Looking at the paragraphs above, it becomes clear to me that it is going to be really hard for primary care doctors to instruct their patients in all of the good things they should be doing to live longer and healthier, and I also note that many of the things that I've mentioned are things that I am not that good at telling patients how to do. I'm not great at getting patients to lose weight or exercise, though I think I do a pretty good talk. I can only get a patient to quit smoking if she already plans to do it. I can do the diabetes stuff pretty well, I think, but it sometimes gets forgotten as I focus on what the patient really wants me to help them with, such as some kind of acute or chronic suffering that they are experiencing. I haven't yet tried to get patients to drink more coffee. That may be easier, though having them drink it without cream and sugar may be tricky. High blood pressure treatment is sort of my bread and butter, but it is a task without much thanks since patients usually do not feel better on medications and don't notice the condition at all until someone measures it.

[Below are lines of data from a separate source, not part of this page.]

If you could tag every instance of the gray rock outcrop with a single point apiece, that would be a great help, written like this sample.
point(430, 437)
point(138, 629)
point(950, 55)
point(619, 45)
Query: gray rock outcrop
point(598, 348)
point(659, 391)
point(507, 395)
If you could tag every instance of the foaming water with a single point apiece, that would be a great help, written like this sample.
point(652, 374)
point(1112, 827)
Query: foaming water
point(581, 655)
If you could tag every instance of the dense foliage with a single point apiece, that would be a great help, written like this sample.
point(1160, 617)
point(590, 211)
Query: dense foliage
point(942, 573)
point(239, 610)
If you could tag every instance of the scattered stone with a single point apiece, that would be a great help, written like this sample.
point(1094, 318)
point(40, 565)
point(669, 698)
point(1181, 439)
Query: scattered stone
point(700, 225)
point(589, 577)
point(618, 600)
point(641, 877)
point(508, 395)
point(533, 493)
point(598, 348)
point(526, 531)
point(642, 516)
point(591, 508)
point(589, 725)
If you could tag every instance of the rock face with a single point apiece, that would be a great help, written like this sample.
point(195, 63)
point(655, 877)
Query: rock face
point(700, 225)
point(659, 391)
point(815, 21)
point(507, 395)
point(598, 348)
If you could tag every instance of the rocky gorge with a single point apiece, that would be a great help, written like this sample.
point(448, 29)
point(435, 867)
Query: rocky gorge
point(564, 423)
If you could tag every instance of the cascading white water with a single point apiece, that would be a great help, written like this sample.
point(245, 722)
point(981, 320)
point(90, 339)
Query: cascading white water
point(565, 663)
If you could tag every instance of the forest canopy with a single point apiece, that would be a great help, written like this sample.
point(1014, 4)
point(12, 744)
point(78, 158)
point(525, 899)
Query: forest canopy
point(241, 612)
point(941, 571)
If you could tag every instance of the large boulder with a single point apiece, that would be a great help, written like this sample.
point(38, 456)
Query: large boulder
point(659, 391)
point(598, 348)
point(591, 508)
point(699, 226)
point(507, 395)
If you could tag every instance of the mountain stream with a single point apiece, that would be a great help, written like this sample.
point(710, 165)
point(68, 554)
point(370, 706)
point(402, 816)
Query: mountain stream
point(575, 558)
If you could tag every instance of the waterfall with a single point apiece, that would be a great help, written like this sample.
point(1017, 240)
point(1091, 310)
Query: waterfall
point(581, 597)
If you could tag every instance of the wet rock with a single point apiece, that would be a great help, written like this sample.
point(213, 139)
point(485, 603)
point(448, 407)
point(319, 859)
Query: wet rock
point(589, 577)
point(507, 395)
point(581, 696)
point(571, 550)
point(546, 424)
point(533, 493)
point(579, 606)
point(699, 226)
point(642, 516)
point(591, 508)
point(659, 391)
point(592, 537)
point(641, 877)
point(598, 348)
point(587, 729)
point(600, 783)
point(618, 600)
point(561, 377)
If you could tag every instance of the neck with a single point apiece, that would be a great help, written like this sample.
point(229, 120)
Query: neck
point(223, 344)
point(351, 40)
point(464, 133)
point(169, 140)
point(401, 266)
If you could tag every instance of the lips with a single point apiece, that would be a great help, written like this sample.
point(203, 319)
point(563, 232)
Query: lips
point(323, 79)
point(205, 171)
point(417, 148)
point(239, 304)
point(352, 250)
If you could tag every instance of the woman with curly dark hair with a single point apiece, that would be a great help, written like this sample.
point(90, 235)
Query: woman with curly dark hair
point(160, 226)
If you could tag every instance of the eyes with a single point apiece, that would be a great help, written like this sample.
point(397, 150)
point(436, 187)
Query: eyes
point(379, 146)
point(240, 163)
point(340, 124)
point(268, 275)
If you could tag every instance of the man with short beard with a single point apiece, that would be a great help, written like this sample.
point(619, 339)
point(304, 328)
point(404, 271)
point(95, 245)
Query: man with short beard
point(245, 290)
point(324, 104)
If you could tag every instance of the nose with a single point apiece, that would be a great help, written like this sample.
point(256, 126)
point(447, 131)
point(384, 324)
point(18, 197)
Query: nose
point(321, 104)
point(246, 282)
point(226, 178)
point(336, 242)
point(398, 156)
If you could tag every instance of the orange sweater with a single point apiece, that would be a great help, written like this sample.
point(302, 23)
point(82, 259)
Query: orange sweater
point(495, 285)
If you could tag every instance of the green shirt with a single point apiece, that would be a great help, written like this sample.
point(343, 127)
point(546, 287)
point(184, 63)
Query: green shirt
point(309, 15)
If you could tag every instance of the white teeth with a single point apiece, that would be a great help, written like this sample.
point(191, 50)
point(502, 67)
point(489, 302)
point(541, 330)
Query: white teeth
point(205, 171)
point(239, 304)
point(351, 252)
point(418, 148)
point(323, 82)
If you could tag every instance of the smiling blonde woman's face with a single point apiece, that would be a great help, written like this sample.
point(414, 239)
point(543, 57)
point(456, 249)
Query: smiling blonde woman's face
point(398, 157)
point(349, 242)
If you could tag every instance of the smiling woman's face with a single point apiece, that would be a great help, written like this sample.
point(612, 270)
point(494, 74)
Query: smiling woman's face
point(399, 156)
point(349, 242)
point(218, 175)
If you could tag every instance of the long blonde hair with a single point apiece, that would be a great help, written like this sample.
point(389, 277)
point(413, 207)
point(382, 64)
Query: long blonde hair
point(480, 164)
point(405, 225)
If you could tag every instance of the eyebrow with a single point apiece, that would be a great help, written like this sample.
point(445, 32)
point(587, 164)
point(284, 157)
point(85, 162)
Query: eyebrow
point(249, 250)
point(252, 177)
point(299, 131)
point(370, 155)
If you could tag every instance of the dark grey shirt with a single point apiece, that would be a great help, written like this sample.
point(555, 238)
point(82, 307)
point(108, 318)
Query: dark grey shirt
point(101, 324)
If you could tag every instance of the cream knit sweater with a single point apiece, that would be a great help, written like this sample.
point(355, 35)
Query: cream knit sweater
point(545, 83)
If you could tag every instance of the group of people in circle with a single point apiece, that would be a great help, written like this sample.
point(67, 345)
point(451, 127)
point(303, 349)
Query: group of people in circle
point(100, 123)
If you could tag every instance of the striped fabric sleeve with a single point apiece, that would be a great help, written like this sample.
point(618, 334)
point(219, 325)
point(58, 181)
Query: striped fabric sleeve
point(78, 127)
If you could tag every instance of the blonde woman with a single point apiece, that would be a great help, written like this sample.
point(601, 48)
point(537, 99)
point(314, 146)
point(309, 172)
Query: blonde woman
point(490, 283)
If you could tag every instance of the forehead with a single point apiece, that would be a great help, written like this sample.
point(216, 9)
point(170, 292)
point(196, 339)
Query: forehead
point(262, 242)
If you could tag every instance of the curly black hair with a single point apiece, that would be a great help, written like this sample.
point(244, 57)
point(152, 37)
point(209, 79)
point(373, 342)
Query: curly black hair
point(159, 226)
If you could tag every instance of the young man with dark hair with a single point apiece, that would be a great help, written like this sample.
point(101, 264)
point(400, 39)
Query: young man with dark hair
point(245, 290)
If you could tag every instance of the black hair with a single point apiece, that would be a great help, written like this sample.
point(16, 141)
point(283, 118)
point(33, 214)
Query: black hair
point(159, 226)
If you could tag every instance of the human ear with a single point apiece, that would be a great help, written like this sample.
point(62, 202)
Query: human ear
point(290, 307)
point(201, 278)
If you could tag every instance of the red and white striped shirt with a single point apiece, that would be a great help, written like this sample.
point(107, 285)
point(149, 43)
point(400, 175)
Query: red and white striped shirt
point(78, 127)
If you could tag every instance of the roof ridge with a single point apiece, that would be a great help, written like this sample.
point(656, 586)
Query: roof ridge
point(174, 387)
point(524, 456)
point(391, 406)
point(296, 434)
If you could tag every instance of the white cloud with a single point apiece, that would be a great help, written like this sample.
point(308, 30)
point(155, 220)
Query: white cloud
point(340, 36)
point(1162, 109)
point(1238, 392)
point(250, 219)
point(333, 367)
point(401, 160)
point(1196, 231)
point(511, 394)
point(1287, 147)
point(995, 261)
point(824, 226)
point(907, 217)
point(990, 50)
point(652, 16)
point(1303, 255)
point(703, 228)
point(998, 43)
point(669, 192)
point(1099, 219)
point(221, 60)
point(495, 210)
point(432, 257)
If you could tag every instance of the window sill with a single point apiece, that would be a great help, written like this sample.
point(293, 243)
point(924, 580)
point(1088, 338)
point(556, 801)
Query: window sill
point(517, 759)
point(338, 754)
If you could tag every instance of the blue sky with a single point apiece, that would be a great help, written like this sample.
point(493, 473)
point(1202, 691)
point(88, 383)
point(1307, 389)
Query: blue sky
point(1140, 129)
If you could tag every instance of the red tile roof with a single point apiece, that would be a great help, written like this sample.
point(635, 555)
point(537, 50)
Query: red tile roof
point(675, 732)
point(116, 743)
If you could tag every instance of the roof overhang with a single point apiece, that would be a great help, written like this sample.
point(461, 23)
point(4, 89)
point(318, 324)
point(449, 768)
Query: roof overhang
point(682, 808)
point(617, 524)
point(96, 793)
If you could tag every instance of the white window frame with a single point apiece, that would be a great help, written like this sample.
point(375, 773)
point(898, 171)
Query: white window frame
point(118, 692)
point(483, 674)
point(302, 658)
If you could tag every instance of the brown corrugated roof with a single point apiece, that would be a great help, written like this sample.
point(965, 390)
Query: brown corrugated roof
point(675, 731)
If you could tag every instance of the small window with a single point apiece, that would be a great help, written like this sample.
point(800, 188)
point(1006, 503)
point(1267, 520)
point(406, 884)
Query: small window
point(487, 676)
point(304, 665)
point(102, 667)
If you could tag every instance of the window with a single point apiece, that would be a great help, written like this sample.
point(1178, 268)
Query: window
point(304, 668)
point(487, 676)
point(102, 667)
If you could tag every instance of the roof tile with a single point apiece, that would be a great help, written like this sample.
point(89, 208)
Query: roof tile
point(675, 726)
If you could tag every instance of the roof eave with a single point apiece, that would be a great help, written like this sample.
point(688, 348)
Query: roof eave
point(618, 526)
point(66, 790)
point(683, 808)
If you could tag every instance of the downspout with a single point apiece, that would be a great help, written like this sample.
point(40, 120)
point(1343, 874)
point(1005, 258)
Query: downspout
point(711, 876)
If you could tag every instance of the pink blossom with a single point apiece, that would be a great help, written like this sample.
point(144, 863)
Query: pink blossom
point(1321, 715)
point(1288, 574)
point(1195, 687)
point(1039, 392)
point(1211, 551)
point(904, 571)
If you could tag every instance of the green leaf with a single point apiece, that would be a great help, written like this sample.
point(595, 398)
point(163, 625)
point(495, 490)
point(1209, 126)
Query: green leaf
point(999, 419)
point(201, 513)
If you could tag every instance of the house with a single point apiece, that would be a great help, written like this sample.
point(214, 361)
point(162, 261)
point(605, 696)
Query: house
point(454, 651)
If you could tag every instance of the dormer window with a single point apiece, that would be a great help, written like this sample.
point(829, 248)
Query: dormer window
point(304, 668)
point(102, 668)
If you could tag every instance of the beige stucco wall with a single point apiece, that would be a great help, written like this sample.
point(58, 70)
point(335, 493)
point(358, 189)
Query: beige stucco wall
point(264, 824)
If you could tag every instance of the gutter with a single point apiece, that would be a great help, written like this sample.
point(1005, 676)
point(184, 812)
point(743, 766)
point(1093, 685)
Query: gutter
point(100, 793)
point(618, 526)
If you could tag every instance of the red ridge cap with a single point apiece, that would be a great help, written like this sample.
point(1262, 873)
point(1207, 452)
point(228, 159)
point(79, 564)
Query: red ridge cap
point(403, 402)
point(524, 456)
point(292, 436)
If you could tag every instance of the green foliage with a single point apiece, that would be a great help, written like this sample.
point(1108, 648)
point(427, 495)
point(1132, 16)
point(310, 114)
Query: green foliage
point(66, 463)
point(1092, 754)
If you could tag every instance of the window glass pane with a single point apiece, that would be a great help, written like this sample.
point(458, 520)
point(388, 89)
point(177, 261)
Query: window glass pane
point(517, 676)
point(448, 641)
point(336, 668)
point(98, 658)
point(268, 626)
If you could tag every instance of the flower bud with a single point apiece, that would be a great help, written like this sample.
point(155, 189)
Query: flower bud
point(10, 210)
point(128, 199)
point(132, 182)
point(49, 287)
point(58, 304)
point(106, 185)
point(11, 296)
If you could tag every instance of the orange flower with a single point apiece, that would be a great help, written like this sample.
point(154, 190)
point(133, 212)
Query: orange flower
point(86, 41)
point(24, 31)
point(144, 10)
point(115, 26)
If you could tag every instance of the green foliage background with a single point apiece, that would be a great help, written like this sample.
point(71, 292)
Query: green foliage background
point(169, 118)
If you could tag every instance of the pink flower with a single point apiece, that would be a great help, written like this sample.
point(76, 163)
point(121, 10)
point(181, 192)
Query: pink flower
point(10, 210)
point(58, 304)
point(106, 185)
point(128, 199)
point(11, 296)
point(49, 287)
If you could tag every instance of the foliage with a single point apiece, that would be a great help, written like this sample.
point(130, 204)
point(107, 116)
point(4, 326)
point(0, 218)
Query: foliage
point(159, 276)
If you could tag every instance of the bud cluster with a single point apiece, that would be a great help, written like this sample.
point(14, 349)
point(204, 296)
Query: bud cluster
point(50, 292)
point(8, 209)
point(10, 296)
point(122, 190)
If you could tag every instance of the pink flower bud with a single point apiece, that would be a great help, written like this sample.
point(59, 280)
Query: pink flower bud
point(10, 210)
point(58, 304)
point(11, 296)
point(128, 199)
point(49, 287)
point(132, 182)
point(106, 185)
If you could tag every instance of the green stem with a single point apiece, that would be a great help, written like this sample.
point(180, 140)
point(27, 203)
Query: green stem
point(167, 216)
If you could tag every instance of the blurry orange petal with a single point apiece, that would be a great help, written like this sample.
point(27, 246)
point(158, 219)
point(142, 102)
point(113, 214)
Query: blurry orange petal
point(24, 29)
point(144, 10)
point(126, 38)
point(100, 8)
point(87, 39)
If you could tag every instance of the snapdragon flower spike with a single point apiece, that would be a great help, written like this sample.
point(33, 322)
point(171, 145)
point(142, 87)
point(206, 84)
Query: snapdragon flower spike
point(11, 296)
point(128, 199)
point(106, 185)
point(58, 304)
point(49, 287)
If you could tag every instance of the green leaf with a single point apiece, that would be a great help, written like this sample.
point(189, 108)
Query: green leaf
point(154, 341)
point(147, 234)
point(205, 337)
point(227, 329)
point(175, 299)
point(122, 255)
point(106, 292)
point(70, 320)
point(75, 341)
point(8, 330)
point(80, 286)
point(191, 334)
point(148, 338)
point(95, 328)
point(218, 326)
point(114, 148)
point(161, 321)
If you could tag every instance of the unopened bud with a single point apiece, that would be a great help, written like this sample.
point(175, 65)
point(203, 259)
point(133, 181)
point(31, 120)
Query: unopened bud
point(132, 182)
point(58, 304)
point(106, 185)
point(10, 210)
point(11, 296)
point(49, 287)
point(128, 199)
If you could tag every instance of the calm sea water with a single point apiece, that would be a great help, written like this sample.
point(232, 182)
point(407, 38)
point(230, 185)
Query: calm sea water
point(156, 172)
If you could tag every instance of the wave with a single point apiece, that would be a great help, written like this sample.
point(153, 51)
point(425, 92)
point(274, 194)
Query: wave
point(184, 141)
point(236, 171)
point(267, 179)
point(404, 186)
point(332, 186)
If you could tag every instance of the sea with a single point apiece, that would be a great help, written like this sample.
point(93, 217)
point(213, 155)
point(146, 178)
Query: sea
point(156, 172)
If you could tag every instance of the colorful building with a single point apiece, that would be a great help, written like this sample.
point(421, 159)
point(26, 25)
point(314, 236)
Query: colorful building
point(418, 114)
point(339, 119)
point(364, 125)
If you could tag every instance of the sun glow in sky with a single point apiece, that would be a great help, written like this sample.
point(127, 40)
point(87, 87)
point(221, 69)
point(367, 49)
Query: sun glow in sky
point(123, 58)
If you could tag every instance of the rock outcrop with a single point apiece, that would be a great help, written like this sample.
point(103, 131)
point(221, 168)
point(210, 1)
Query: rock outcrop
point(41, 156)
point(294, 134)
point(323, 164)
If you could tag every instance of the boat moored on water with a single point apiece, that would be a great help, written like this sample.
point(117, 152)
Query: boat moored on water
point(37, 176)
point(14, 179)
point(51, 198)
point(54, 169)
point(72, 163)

So what I was thinking is that maybe I shouldn't be doing all of this stuff. Maybe I don't need to be the nag, especially since I am not that good at it. I prefer to be the good cop, which means I desperately need a bad cop, or at least a charismatic motivator. What is so special about me as a doc that I need to do all of this counseling? Other people might be better at it and wouldn't need the broad training that I have to accomplish a good 90% of the stuff I laid out. Posters, TV commercials and education in schools could much more effectively beat into peoples' consciousness the importance of diet and exercise and not smoking or quitting. Exercise and life coaches can be awesome motivators. The alcohol industry could be tapped for the funds to advertise the health effects of moderate alcohol, and I bet they would do a darn good job of making the point that alcohol is good for us. Some level of industry/public health cooperation could make sure that this didn't move into the realm of "a little is good so more is better." Diabetes treatment, at the level of periodic visits and medication adjustments, is much better done by a multidisciplinary team, including nurses and pharmacists, and not heavily dependent on physician input. Much of control of blood pressure could be done after home monitoring by a nurse or a pharmacist with a decision flow chart for which drugs to use, and I honestly think they would probably do a better job than I would. If things got dicey, the patient could come to me and I could sort things out. Cholesterol would be the same issue. The drugs to treat cholesterol are pretty limited, and with a fingerstick test at the pharmacy of at my office, medications could be prescribed per a protocol and the patient could be monitored until the dose was correct. Pharmacists can certainly monitor for drug interactions, at least as well as I can. What about the patients who don't want to do all of these good things? I applaud them--not everyone should be a sheep. As the good cop, I doubt I would be much more effective than my somewhat less extravagantly educated colleagues at convincing them to toe the line. If it was really important, I could of course give it a try.

If much of this public health and protocol driven medicine were not my job, I would have more time to sit down with a patient with complex medical and psychosocial issues and work with them to come up with solutions to problems. I could diagnose their fascinating and disabling diseases, inject their swollen joints, see them the same day they called in with a cough and a fever or blood in their bowels or vomiting or a suspicious lump. I could be a doctor, not a cross between an accountant and a mother hen. I, and my colleagues, could begin to see clearly towards being able to take care of the genuine needs of the scads of patients already in need of primary care, and those who will, if all goes well, be insured by 2014.